At the end of February, news broke that the Notre Dame College Republicans (NDCR) have invited conservative pundit Ann Coulter to be the featured speaker at the club’s annual Lincoln Day Dinner on April 10, 2014.

NDCR president Mark Gianfalla explained to the Rover the decision to invite the controversial and polarizing figure to campus.

“Our decision to invite Ann was based on the attention that she could bring to social conservative issues that are at the heart of our mission here at Notre Dame and that often slip under the radar at Notre Dame,” Gianfalla noted, citing the HHS Mandate, same-sex marriage and religious liberty. “[O]ur club believed that Miss Coulter is well-suited to address our members with intelligent discourse on these important issues.”

Gianfalla expressed that the NDCR feels they are defending the Catholic mission of the university through the promotion of social conservatism. Coulter, he said, is capable of bringing “attention and energy” to social issues in the American political arena that matter most to students at a Catholic university.

NDCR sends over 40 invitations to prospective speakers each year, usually active and retired politicians. Securing a nationally renowned speaker, Gianfalla lamented, is often difficult because of the club’s limited budget. He asked Coulter in person about a potential visit when he met her over winter break, and she “was happy to be following up President Obama who drove equal controversy for the wrong reasons. She also took a significant price cut in her speaker’s fee.”

Gianfalla asserts that the club of over 1,000 members is “ecstatic” to host Coulter, but reactions from others on campus range from fury to disappointment.

Gianfalla dismissed the string of outraged Observer Viewpoints, claiming, “Many of Coulter’s statements are based on experience and fact, yet a good amount of people ignore those facts in the effort to defend being ‘politically correct.’”

Several professors also raise some crucial questions to the Rover about what Coulter’s impending visit means to the university.

“A student group is entitled to invite whomever it may wish to visit campus. However, I think the invitation of Ann Coulter is unfortunate and regrettable,” said Patrick Deneen, Professor of Political Science. “Ms. Coulter has achieved prominence through rhetorical excess that aims to polarize or offend, but rarely educates. She contributes to a political culture that is divisive and that too often is satisfied to demonize opponents rather than engaging in constructive exchange.”

Deneen continued, “I think there would be many thoughtful, if still partisan, voices who would positively contribute to our community of civility, exchange and reflection.”

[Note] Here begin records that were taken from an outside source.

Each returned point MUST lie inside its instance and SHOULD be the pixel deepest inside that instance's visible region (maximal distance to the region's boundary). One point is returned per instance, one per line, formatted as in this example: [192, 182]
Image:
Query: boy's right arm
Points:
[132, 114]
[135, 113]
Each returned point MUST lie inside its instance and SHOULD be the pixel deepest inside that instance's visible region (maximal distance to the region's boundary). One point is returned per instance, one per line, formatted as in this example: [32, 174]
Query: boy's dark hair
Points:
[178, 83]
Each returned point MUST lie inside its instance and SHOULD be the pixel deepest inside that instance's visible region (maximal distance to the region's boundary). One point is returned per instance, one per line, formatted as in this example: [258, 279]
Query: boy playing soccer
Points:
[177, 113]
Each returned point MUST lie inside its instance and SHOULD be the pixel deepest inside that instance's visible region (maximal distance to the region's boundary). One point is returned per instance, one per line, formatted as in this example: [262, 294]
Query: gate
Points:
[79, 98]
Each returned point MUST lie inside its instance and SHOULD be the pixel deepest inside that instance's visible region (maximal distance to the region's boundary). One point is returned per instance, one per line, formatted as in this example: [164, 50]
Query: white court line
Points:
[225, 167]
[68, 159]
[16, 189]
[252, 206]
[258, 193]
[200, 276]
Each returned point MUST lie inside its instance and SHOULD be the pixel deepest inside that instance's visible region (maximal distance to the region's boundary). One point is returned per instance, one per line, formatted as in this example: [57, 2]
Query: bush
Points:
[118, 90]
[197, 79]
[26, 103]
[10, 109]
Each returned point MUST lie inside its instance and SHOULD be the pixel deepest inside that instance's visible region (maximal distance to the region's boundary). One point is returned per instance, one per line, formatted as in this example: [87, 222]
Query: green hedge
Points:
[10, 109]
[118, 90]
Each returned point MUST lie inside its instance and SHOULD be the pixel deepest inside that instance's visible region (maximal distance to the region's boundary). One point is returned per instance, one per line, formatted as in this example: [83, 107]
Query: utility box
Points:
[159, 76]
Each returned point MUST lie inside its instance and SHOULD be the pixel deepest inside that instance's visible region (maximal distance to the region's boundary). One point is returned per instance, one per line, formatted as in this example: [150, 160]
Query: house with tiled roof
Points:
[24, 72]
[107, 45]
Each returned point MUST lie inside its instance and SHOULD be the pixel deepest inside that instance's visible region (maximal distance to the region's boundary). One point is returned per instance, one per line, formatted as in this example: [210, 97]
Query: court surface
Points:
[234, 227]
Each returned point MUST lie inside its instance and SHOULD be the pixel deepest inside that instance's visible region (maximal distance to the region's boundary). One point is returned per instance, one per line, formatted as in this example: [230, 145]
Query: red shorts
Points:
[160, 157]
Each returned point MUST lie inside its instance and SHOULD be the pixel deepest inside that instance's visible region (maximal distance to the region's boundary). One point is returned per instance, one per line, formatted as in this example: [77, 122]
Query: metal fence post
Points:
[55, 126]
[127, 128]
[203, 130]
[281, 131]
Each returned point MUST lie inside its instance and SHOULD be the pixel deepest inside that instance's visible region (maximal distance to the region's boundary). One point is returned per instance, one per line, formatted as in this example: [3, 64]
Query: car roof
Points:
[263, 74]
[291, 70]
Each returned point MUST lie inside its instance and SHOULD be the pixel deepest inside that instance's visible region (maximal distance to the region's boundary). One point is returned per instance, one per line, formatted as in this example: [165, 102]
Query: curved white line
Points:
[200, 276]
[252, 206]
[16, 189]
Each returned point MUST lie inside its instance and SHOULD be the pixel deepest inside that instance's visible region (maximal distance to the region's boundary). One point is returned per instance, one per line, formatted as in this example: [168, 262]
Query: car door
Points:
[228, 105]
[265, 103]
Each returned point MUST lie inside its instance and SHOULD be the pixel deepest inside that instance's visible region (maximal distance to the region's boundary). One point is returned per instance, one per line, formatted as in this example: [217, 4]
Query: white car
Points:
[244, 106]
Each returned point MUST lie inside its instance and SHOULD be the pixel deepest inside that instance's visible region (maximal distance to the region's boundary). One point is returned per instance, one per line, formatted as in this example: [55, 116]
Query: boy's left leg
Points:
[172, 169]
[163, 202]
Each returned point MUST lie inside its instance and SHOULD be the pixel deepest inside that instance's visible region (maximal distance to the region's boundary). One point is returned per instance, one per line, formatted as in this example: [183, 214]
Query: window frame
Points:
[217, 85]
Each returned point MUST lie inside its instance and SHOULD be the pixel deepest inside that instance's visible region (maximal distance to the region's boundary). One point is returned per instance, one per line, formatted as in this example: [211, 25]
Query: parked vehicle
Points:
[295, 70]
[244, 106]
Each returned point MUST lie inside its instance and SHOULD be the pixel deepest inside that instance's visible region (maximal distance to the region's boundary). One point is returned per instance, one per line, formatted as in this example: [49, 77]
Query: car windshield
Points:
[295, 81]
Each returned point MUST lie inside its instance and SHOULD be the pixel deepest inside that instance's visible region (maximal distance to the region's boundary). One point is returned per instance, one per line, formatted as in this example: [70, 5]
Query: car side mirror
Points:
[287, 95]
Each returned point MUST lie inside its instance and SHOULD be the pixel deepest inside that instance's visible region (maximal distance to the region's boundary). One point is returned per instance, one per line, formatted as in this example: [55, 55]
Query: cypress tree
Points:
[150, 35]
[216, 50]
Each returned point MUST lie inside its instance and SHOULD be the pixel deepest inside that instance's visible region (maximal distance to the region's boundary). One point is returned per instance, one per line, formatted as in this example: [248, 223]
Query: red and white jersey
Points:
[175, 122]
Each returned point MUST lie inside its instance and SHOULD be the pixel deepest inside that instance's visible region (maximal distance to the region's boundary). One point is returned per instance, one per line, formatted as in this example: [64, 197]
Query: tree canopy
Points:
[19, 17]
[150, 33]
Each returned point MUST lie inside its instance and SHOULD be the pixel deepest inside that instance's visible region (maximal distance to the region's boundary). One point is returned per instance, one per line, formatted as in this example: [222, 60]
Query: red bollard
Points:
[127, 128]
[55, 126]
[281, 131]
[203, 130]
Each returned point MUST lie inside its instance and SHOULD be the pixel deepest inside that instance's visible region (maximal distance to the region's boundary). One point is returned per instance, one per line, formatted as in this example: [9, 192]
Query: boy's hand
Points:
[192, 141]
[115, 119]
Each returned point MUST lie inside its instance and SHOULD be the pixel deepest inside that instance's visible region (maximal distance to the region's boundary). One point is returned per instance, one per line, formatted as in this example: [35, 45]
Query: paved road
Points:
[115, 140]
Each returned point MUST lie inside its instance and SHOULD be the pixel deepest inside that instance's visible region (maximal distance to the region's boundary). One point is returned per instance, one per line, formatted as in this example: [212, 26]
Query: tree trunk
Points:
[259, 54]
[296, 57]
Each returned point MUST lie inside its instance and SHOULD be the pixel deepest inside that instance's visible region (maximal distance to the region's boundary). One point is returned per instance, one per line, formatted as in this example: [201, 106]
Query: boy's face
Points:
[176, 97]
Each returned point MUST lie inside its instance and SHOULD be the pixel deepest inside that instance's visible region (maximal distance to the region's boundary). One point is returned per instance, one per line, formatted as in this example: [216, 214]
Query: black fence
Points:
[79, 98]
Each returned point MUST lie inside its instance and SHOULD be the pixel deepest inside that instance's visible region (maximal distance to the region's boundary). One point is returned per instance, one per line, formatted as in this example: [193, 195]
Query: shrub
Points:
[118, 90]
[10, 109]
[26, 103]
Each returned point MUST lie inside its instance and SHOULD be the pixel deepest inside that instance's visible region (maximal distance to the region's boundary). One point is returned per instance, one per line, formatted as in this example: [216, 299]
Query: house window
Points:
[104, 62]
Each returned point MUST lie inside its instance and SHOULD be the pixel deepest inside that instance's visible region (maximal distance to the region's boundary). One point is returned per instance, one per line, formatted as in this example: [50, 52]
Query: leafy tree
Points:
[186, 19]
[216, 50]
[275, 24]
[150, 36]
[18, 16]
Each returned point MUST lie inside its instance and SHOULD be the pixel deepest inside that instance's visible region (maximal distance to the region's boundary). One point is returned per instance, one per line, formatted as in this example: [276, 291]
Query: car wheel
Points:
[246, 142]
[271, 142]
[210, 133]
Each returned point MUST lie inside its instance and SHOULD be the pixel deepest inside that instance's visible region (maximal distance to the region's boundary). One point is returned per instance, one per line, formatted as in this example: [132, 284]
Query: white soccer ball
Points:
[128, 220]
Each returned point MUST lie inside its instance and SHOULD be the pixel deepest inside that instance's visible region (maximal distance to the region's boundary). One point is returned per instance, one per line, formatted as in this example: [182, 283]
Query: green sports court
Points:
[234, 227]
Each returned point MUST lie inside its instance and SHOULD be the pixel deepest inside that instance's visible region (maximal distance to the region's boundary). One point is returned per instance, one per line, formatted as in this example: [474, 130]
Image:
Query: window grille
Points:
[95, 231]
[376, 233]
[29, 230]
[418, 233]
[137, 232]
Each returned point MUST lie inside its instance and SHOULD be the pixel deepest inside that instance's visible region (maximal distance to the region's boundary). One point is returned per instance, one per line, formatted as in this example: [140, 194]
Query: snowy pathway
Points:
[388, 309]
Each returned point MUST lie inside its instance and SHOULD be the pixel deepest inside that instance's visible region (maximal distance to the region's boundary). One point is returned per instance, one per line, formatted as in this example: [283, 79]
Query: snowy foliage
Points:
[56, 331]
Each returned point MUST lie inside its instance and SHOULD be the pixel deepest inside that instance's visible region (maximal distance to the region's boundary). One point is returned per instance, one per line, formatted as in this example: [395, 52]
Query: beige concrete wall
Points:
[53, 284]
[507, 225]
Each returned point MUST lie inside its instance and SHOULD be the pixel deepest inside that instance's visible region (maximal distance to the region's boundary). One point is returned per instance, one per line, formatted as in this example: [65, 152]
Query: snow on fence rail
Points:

Professor Laura Hollis from the Mendoza College of Business had a slightly different take:

“I don’t agree with everything Ann Coulter says. When I disagree, it’s often over the way she says things. But even when I disagree with her, I respect her. Because she is brave, and we need brave right now. One of the things that concerns me most in our country is the constant effort by self-appointed word police to ban this word and that word, and the expression of this idea and that idea. In lieu of government censorship, we now have widespread social media efforts to create pariahs out of anyone who says anything that offends anyone. Colleges and universities are rife with ‘speech codes’ and ‘speech zones’ … Any opinion with which someone disagrees can be castigated as ‘hate speech.’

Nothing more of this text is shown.